Sékou Camara est un intellectuel accompli et fécond en matière de l’écriture. Au-delà de son militantisme au service du président Alpha Condé, il fait partie de cette fine fleur qui prend de la distance du soutien dans la passion. Il conseille souvent tant bien que mal son propre camp afin de bien peaufiner la gouvernance. Ici, Sékou Camara règle des comptes à l’écrivain Tierno Monénembo, et ce n’est pas la première fois, à chaque fois que le littéraire critique la gouvernance Alpha Condé sous un angle personnel, l’ex-directeur de l’Office guinéen des chargeurs répond. Lisez ci-dessous sa tribune !
Notre célébrissime écrivain, Tierno Monénembo dans sa tribune : »La bassesse humaine a eu raison de la belle et grande Guinée » publiée le 17 juillet 2021 dans certains médias guinéens en ligne comme à son habitude soutien « l’idée que quand le président est mauvais, tout est mauvais » et qualifie notre économie d’être en ruine et la société en lambeaux.
Pour qu’une économie soit en ruine, il aurait fallu qu’elle soit édifiée. Qui sont les auteurs de cette économie qui est tombée en ruine ? Les moments glorieux du vivre ensemble étaient sous le régime du PDG. Durant toute cette période, tout guinéen pouvait se faire élire dans n’importe quelle région du pays. Une société en lambeaux est-elle capable du sursaut nationaliste qu’à fait le peuple de Guinée en septembre 1958 ?
Une société en lambeaux est celle qui s’entredéchire ou qui a connu une calamité.
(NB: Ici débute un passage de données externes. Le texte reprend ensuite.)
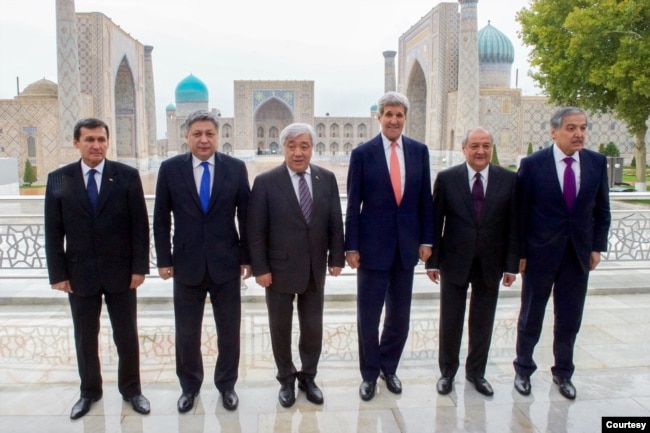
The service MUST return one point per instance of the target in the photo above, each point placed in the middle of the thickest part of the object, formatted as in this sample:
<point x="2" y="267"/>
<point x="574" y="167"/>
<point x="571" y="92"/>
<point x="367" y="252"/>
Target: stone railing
<point x="22" y="249"/>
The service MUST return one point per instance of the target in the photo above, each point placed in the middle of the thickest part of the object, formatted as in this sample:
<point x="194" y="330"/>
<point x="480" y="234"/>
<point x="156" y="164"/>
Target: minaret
<point x="467" y="112"/>
<point x="67" y="53"/>
<point x="389" y="71"/>
<point x="150" y="102"/>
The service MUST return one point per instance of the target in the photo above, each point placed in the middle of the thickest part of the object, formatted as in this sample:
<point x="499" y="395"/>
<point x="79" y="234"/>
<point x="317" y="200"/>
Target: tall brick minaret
<point x="69" y="80"/>
<point x="467" y="112"/>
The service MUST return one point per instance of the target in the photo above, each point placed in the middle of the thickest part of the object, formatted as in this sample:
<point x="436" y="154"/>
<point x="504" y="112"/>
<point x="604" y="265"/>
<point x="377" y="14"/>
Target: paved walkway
<point x="39" y="382"/>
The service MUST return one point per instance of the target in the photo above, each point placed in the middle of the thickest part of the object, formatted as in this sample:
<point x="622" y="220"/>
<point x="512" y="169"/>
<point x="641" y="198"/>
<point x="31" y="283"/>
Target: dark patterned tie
<point x="478" y="196"/>
<point x="306" y="202"/>
<point x="569" y="183"/>
<point x="93" y="194"/>
<point x="204" y="189"/>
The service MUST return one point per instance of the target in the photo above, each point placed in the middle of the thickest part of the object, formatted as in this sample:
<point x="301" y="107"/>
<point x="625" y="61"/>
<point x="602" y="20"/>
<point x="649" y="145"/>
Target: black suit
<point x="557" y="244"/>
<point x="470" y="251"/>
<point x="208" y="250"/>
<point x="98" y="252"/>
<point x="297" y="254"/>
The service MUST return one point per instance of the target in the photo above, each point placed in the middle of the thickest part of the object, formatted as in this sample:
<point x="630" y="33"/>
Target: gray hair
<point x="392" y="99"/>
<point x="296" y="129"/>
<point x="469" y="131"/>
<point x="562" y="112"/>
<point x="200" y="116"/>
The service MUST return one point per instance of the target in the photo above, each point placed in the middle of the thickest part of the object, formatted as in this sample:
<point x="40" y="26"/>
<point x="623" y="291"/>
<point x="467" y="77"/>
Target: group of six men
<point x="483" y="226"/>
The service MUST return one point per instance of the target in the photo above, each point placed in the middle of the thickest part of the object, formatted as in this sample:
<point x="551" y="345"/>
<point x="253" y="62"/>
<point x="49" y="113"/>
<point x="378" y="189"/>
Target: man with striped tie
<point x="295" y="233"/>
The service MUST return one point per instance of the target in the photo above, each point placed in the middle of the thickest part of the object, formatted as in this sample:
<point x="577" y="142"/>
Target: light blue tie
<point x="204" y="190"/>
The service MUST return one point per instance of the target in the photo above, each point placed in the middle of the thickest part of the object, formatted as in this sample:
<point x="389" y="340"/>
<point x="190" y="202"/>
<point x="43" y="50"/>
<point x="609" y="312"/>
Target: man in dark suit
<point x="388" y="228"/>
<point x="207" y="192"/>
<point x="97" y="244"/>
<point x="295" y="232"/>
<point x="564" y="221"/>
<point x="475" y="204"/>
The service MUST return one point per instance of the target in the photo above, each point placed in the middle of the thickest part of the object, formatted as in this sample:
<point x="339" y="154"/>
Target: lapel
<point x="284" y="186"/>
<point x="187" y="174"/>
<point x="379" y="158"/>
<point x="109" y="180"/>
<point x="79" y="187"/>
<point x="461" y="184"/>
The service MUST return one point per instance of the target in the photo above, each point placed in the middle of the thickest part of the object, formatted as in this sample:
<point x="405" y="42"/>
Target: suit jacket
<point x="375" y="225"/>
<point x="102" y="249"/>
<point x="459" y="237"/>
<point x="282" y="242"/>
<point x="547" y="225"/>
<point x="201" y="241"/>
La société guinéenne est-elle dans une de ces positions ?
Il y a du non-dit dans le texte de notre romancier. Il n’a qu’à être plus explicite en assumant ses idées et les énoncées clairement.
Il est très difficile pour un romancier de devenir historien. Le roman est une œuvre d’imagination constituée par un récit et l’histoire est la narration des faits.
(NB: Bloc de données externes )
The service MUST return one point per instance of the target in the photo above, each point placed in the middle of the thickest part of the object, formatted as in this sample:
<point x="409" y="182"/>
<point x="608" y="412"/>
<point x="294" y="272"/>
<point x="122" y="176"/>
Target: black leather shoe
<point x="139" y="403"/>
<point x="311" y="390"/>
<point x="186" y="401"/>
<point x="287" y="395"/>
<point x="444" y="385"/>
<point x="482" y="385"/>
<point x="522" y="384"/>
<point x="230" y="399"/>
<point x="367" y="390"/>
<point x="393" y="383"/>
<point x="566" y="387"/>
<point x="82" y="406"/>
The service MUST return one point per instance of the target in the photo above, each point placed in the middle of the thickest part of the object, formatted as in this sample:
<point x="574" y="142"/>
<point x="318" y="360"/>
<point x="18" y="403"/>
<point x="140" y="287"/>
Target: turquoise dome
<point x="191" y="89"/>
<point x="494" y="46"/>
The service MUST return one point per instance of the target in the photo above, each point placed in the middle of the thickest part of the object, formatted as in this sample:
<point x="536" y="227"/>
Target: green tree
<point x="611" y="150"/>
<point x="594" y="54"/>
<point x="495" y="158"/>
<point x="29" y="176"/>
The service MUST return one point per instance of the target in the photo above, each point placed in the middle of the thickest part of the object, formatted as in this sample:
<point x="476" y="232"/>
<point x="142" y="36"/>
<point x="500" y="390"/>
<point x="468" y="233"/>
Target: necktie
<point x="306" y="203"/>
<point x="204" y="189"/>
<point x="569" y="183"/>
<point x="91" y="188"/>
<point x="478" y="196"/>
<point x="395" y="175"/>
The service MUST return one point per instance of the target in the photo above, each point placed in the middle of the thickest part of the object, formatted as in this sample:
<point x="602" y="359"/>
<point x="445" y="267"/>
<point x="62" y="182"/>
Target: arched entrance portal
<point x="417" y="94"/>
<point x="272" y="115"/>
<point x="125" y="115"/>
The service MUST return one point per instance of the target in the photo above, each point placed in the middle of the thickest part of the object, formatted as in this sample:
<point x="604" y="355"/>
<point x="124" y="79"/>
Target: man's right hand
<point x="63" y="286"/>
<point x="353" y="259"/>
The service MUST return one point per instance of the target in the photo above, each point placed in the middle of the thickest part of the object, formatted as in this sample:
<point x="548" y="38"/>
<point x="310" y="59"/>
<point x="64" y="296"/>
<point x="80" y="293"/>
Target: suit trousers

Monénembo est en train d’imaginer notre histoire et cela crée de la confusion. Selon lui,
« Guider un peuple, cela revient à l’élever à un certain niveau intellectuel et moral ».
Pourtant à l’indépendance du pays en 1958, la Guinée comptait peu d’intellectuels encore moins d’universitaires. Le PDG à travers sa politique d’enseignement de masse a démocratisé le savoir en permettant aux enfants de paysans dont lui de fréquentes l’école qui était réservée aux enfants des chefs de cantons et aux privilégiés.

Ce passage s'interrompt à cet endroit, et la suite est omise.